Líder do Racionais MC's, Mano Brown se apresenta nesta sexta-feira (10), no Pepsi On Stage, em Porto Alegre, ao lado de Criolo, marcando o encontro de duas gerações do rap brasileiro. O show é uma celebração do sucesso do gênero musical no país nas últimas três décadas — ficaram de fora do repertório as músicas de Boogie Naipe (2016), disco-funk em que Brown se inspira nos bailes black, e as canções de Espiral da Ilusão (2017), álbum de sambas de Criolo. Em entrevista por telefone a GaúchaZH, Brown falou sobre o show desta noite e a parceria com o dono do hit Não Existe Amor em SP, as mudanças pelas quais passou o Brasil nos últimos 30 anos, tempo de existência do grupo do qual faz parte, e o que espera das eleições deste ano. O tom em relação ao futuro do país é pessimista:
— Eu acho que o povo brasileiro se comporta como criança mimada, que, quando a mãe não dá o que ele quer, se vinga. Enquanto as pessoas ainda estiverem buscando candidato carismático para votar, vai ser desse jeito aí. Brasileiro tem preguiça de procurar saber sobre as pessoas, quer que alguém solucione os problemas dele de forma rápida.

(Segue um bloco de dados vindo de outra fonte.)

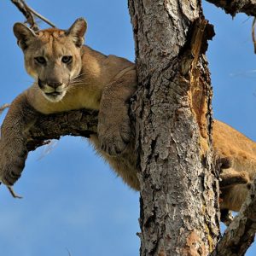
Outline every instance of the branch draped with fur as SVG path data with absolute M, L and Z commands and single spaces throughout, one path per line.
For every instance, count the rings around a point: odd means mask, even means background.
M 51 139 L 61 136 L 80 136 L 90 137 L 97 131 L 98 112 L 95 110 L 73 110 L 49 115 L 38 114 L 35 125 L 27 136 L 28 151 L 45 145 Z
M 212 256 L 244 255 L 253 242 L 256 232 L 256 178 L 248 194 L 239 214 L 226 229 Z

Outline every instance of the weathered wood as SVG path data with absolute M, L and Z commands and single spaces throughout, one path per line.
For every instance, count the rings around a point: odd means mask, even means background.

A seguir, confira os principais trechos da entrevista.
Como tem sido fazer esses shows ao lado do Criolo?
Aos olhos de outras pessoas, poderia não ter nada a ver o som de um e de outro. Mas a gente vem da mesma raiz, de som, de música negra, de traço de matriz africana. Viemos da mesma região de São Paulo, zona sul, Santo Amaro. Tem muito mais coisas em comum do que não. O Criolo é um cara totalmente pacífico, um cara de linguagem mais leve, mais agregador. É de convívio fácil, talentoso, manja de som, sabe o que quer. E o meu rap é mais cortante, quem não ama odeia. O som do Criolo é pós-internet, e algumas coisas que eu canto são de antes. Essa fase da internet é um outro universo. Muitas das músicas que canto representam um retrato fiel da época. Algumas pessoas têm saudade daquelas músicas, daquela época, porque era a lembrança afetiva delas, da adolescência, da infância. Entendo que o pessoal que gosta dessas músicas parece que quer tudo de novo, do mesmo jeito, sem mudar nada. E para mim isso não é tão bom, porque minha mente continua funcionando, o mundo mudou e a minha música acompanhou essas mudanças, da visão sobre si mesmo, da periferia sobre o mundo e talvez do mundo sobre a periferia. Convivendo nas ruas, percebo mudanças na mentalidade, na vestimenta. Eu passo isso com as músicas novas.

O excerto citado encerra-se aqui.